Ariana Thompson-Lastad, PhD, Receives Prestigious Hellman Fellows Grant
Ariana Thompson-Lastad, PhD, is an assistant professor at the UCSF Osher Center for Integrative Health and the UCSF Department of Family and Community Medicine. Her research focuses on perinatal health, innovative models of integrative care including group medical visits, and addressing social and structural determinants of health in primary care.
Last month, Dr. Thompson-Lastad received the Hellman Fellows grant, a highly competitive fellowship program to aid early-career University of California faculty in research endeavors across a variety of academic disciplines. Dr. Thompson-Lastad's proposed study will explore group medical visits and community midwifery care as potential models for improving postpartum health outcomes and reducing inequities.
“Postpartum health is a crucial period in reproductive and child health that is often ignored with life-threatening and unequal consequences,” said Dr. Thompson-Lastad. “Particularly in the U.S. context, in which access to postpartum care is extremely limited and stratified, we need to learn from the people who are actively reimagining postpartum care.”
Dr. Thompson-Lastad's study will focus on two existing models of comprehensive postpartum care (community midwifery care and group medical visits), both of which care for the dyad of infant and birthing parents. The study will describe clinicians’ and postpartum parents’ experiences and assess barriers and facilitators to implementing these models. Dr.
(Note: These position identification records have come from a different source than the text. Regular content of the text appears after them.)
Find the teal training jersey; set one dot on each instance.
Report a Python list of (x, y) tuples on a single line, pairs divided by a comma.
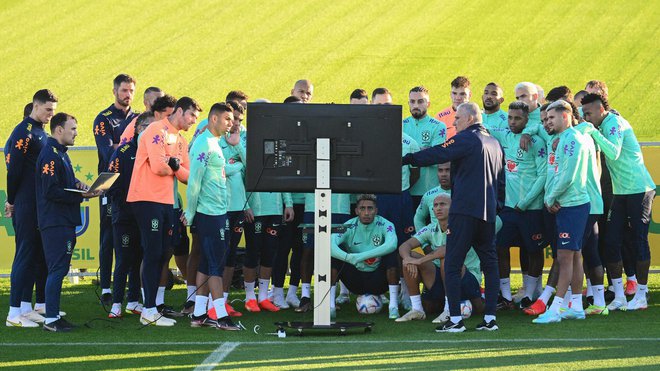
[(432, 235), (235, 171), (496, 121), (207, 188), (623, 156), (525, 171), (408, 145), (339, 202), (424, 211), (428, 132), (593, 175), (370, 242), (569, 187)]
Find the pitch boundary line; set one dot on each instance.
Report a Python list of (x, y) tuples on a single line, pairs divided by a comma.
[(214, 359), (309, 341)]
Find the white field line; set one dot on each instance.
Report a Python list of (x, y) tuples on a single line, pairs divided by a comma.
[(214, 359), (311, 342)]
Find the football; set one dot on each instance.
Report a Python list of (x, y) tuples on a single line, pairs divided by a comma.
[(368, 304)]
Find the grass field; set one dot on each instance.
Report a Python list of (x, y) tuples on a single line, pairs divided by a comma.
[(621, 340), (207, 48)]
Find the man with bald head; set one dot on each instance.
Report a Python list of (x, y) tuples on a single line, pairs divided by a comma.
[(304, 90), (478, 175)]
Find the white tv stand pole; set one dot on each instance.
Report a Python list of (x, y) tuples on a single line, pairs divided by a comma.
[(322, 233)]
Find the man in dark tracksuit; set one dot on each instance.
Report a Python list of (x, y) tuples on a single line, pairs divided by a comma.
[(477, 172), (58, 212), (107, 134), (21, 152), (126, 234)]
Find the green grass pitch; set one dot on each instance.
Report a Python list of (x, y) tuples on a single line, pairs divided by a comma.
[(206, 48), (620, 340)]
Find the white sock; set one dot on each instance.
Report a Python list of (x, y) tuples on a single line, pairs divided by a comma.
[(641, 292), (546, 294), (530, 285), (343, 290), (292, 291), (249, 291), (557, 303), (333, 296), (599, 295), (160, 295), (263, 289), (394, 296), (618, 288), (14, 312), (191, 292), (505, 288), (416, 301), (26, 307), (220, 309), (567, 299), (306, 290), (576, 302), (50, 320), (200, 305)]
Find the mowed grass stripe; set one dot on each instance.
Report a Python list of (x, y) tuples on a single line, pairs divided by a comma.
[(206, 49)]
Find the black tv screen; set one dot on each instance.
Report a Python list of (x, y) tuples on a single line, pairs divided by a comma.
[(365, 147)]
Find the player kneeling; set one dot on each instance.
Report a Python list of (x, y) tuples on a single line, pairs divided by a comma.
[(364, 257), (427, 269)]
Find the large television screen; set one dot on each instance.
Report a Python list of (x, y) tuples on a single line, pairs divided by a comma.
[(365, 142)]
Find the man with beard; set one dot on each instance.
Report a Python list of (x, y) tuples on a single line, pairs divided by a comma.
[(495, 119), (460, 93), (107, 134), (427, 132)]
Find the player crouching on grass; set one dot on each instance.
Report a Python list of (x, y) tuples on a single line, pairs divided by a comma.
[(428, 268), (364, 254), (207, 208)]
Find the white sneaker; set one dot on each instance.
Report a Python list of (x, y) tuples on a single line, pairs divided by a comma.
[(442, 318), (280, 302), (34, 317), (20, 321), (293, 301), (343, 299), (156, 320), (517, 298), (637, 304), (618, 304), (42, 311), (411, 316)]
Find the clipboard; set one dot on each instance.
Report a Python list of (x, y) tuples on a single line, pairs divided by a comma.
[(102, 183)]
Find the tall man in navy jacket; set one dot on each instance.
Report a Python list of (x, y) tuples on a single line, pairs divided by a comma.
[(58, 212), (477, 171), (21, 152), (107, 135)]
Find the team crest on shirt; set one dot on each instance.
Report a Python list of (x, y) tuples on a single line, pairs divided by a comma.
[(511, 166), (426, 136)]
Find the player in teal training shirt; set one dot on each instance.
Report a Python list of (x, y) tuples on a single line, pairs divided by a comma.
[(568, 199), (428, 132), (364, 256), (207, 210), (633, 190)]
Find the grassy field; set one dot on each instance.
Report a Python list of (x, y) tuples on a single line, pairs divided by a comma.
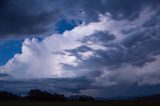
[(26, 103)]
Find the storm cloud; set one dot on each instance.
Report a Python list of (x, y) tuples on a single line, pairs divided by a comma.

Thompson-Lastad and her team will conduct interviews in English or Spanish with clinicians who provide group medical visits, community midwives, and birthing parents who have participated in postpartum group medical visits or community midwifery.
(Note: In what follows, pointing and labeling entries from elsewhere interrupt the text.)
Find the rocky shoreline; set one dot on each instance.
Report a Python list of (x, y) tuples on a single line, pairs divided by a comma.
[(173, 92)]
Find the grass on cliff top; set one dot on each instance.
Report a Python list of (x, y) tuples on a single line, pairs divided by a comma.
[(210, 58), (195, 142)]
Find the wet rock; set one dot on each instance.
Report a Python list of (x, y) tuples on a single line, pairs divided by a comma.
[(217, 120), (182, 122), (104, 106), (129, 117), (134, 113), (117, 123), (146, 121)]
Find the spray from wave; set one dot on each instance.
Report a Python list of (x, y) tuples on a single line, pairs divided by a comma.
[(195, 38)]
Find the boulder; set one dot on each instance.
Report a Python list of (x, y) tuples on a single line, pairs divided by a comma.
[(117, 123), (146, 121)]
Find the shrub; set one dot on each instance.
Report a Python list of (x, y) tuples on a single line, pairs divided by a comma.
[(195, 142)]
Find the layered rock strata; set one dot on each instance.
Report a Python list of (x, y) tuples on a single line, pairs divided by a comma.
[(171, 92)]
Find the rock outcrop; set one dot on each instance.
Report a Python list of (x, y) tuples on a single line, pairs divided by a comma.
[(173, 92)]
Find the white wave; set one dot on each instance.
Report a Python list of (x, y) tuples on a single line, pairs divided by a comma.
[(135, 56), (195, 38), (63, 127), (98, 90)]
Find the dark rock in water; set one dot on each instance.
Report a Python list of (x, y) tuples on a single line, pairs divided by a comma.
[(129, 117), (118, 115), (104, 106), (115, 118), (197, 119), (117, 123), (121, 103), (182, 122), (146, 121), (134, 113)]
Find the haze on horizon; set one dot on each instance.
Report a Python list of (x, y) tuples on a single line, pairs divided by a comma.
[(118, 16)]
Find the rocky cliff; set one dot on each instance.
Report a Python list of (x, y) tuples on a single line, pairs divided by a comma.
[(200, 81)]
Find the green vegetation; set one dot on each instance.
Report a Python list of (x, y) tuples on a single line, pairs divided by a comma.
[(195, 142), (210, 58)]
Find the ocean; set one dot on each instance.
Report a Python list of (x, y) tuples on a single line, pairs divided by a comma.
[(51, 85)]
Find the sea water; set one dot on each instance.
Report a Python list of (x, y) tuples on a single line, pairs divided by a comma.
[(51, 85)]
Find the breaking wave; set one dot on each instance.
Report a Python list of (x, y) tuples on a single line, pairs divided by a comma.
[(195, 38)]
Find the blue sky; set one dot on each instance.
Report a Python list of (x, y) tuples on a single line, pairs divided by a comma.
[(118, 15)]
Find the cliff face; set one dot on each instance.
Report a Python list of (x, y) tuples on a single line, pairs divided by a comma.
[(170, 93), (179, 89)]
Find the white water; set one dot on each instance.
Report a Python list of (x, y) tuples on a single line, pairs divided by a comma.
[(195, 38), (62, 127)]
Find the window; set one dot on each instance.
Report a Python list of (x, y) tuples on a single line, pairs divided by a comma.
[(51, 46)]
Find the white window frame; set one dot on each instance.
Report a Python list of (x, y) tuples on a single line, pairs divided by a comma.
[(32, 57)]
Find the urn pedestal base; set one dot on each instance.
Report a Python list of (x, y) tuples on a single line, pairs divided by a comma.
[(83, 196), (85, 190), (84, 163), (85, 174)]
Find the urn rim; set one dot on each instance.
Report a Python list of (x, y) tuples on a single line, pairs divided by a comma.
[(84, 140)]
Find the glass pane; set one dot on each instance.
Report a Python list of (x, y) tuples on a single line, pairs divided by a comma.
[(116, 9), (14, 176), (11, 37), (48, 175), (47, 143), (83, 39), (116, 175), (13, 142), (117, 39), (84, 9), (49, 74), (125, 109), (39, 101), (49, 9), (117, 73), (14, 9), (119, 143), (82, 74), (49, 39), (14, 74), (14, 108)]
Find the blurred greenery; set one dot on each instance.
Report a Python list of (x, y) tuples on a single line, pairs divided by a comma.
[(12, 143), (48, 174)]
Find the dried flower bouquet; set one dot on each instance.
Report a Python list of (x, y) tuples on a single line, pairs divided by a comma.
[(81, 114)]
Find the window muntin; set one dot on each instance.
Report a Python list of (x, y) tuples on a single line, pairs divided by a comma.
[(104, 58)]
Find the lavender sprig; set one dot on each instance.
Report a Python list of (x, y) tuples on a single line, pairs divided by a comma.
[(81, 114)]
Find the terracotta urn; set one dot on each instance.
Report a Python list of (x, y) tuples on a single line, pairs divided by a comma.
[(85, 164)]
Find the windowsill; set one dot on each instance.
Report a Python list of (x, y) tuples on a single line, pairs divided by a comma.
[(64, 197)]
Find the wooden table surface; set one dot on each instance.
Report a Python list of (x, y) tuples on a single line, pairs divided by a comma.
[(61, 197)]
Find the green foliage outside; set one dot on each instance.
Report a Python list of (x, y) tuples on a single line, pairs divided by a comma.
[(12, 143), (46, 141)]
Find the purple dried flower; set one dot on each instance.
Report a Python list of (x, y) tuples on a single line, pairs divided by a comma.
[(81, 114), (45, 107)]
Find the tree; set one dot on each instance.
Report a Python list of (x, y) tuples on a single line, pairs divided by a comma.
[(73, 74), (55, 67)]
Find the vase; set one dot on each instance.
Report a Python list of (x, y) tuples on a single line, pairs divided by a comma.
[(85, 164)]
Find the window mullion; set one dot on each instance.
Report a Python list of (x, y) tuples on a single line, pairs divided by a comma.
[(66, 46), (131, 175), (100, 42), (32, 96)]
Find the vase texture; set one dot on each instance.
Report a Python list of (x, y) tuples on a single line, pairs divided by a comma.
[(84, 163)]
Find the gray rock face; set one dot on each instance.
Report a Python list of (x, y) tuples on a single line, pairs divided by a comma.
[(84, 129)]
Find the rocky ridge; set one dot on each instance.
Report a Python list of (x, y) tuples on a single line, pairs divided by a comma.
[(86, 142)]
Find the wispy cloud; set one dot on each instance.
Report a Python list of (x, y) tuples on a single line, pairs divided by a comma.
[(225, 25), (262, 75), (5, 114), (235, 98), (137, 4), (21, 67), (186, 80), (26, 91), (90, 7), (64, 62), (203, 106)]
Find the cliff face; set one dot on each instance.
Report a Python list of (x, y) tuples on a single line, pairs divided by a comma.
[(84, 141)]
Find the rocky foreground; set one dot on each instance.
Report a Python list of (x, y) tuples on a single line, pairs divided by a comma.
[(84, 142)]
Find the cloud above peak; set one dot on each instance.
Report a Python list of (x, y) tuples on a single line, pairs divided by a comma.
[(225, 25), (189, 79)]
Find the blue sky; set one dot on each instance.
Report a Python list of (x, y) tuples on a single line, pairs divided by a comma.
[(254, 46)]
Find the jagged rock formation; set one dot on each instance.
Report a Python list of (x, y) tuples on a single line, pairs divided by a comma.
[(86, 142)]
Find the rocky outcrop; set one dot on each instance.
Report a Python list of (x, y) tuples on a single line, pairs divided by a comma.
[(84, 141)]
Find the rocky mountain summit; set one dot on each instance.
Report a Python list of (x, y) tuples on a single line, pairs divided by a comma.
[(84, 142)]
“My long-term career goal is to re-imagine equitable postpartum care, increasing access to care that improves health outcomes and quality of life for birthing parents in the postpartum year,” said Dr. Thompson-Lastad. Her research on innovative approaches to postpartum care aims to contribute to reducing pregnancy-related mortality and morbidity, improving quality of life, and changing structural inequities in perinatal care.
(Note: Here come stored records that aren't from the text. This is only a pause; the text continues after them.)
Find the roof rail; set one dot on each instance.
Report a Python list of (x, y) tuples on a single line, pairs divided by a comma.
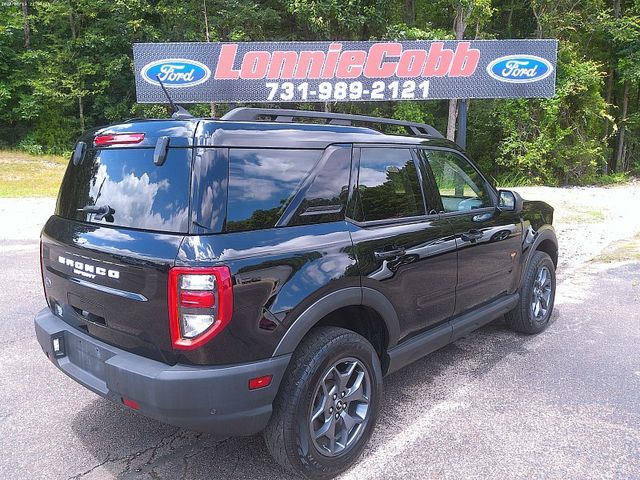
[(286, 116)]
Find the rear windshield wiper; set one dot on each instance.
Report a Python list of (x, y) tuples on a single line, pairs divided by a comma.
[(103, 211)]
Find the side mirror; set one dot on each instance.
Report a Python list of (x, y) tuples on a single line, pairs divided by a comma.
[(509, 201)]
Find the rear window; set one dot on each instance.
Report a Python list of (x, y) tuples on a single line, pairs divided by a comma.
[(262, 182), (141, 194)]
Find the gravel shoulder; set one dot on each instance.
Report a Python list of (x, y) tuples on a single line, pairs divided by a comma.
[(588, 219)]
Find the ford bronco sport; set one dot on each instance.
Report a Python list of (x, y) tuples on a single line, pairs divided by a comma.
[(262, 273)]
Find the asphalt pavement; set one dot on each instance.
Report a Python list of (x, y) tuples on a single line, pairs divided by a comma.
[(564, 404)]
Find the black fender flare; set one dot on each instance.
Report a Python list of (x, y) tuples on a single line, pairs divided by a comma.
[(346, 297), (547, 232)]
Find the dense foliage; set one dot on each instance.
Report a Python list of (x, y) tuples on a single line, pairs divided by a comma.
[(66, 65)]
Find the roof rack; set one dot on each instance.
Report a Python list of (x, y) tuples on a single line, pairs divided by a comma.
[(286, 116)]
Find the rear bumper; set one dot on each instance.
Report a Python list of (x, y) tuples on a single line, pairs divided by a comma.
[(205, 398)]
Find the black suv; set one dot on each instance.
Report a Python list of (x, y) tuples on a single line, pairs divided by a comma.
[(265, 270)]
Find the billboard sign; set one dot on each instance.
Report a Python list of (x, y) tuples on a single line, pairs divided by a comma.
[(344, 71)]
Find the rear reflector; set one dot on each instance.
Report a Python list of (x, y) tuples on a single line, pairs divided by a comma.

In addition to her work on perinatal health, Dr. Thompson-Lastad collaborates with the Recipe4Health partnership, which uses vegetable prescriptions and group medical visits to address food insecurity and social isolation. She recently received a K01 Career Development Award from the National Institute for Minority Health and Health Disparities to continue this research with Bay Area community health centers and other partners. As a faculty mentor for the UCSF Osher Center’s eight-week summer training in Integrative Health Equity and Applied Research (IHEAR), Dr. Thompson-Lastad is involving predoctoral health professions students in this ongoing research.
Dr. Thompson-Lastad is also on the Board of Directors for Integrative Medicine for the Underserved (IM4US) and values collaboration in every area of her career. “I have been fortunate to work with so many dedicated colleagues across UCSF and through the national IM4US network. I look forward to connecting with other researchers who are committed to integrative health equity.”